Henry Knighton, a canon
of St Mary's Abbey, Leicester, wrote his Chronicle between 1378 and
1396. Leicester was a fief of the duchy of Lancaster, and the abbey
was closely in touch with the households of Henry of Grosmont and
John of Gaunt. The Chronicle contains exceptionally vivid accounts
of the campaigns in France, in which Duke Henry was one of Edward
III's leading generals, of the onset and effects of the Black Death,
and of the crises of Richard II's reign. Knighton, whose fellow
canon Philip Repingdon was a pupil and early disciple of John Wyclif,
was a horrified witness of the rise of Lollardy, his account of
which is unmatched.
The Chronicle was printed in 1652 in a competent text with a brief
Latin commentary, and less satisfactorily in the Rolls Series in
1889-95. This edition includes analysis of the text and its sources,
and the first translation of its distinguished and engaging
narrative. 680 pages
Readership: Scholars and students
of medieval British history; especially social, political, and
military historians of the fourteenth century.
The
Libellus de Diversis Ordinibus was written in the 1130s or 1140s,
probably in the diocese of Liège, a recognized centre of religious
and intellectual activity at the time. It is a description of the
similarities and differences among the various orders of monks,
canons, and hermits, and, though clearly a contribution to a
contemporary debate, is more analytical than polemical. Its unknown
author, 'R', perhaps a regularcanon,
builds his case by demonstrating how each order and profession
corresponds to a group mentioned in the Old Testament: thus
prefigured and performing their proper functions they all fill a
legitimate place within the unity of the Church.

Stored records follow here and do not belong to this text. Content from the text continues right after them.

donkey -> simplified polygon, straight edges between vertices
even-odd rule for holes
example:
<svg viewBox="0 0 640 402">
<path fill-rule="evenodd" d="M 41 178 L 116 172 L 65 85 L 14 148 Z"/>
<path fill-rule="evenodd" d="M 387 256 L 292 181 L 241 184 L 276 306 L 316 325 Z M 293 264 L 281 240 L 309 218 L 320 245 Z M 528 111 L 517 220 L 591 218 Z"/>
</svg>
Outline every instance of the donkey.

It is an invaluable
source for religious life in the twelfth century, offering detailed
insights into contemporary assumptions and practice. 140 pages
Readership: Scholars and students of medieval history and
religion; especially ecclesiastical historians.
The church of Durham, founded in 995, claimed in the Middle Ages
to be in origin the church of Lindisfarne or Holy Island, the
members of which had fled in the face of Viking raids and had
wandered for long across northern England, before re-establishing
their church at Chester-le-Street in Co. Durham and then at Durham
itself. The text edited and translated here for the first time for
over a century is the most complete and detailed account of the
history of that church. Important as a piece of early
post-Conquest historiography by an author about whom much is now
known, the text is fascinating for the details it gives about the
ecclesiastical community of Durham, the miracles which its members
believed had occurred, and the place of the church of Durham in
relation to the lands and secular inhabitants of northern England.
452 pages
Readership: Scholars and students of medieval history and
religion.
The Life of St AEthelwold is one of the most important and interesting sources
for the history of Anglo-Saxon England and for the religious
movements of western Europe in the tenth century. It was written
around the year 1000 by Wulfstan of Winchester, who had been a
student of AEthelwold; the Life, therefore, provides a firsthand
account of the activities of the man who was the central force in
the Benedictine reform movement of the later tenth century. It
also reveals the nature of AEthelwold's education and contacts
with continental monasticism, and shows why Winchester became a
focal point of late Anglo-Saxon culture.
The present book, by two well-known authorities in the field of
Anglo-Latin literature, provides the first critical edition of
Wulfstan's Life. It is accompanied by a translation, extensive
historical notes, and a substantial introduction which treats both
Wulfstan and Aethelwold in the light of recent scholarly research.
Appendices provide editions of other texts relevant to the study
of AEthelwold, including a Latin Life by his pupil AElfric, some
verses by a twelfth-century Ely poet, and a previously unprinted
Middle English poem on the saint. This is a valuable edition of a
major source, which will be welcomed by all students of
Anglo-Saxon England. 294 pages
Readership : Scholars and students of medieval British
history; especially historians of Anglo-Saxon religion and
literature.
Peter Abelard
(1079-1142) is widely recognized as one of the most important
writers of the twelfth century, famed for his skill in logic as
well as his romance with Heloise. Even among Abelard's writings,
the Collationes - or Dialogue between a Christian, a
Philosopher, and a Jew - are remarkable for their daring and
intellectual imaginativeness. Written probably c.1130, the work
contains the fullest exposition of many aspects of abelard's
ethics, the only statement of his unusual eschatological theory,
and some of his most interesting ideas about faith and the
relationship between theism and revealed religion
This is the first full critical edition of the Collationes.
Based on an entirely new collation of the manuscripts, it provides
a facing-page English translation, detailed notes, and an
extensive historical and philosophical introduction. 368 pages
Readership: Scholars and students of medieval history,
literature, philosophy, and religion.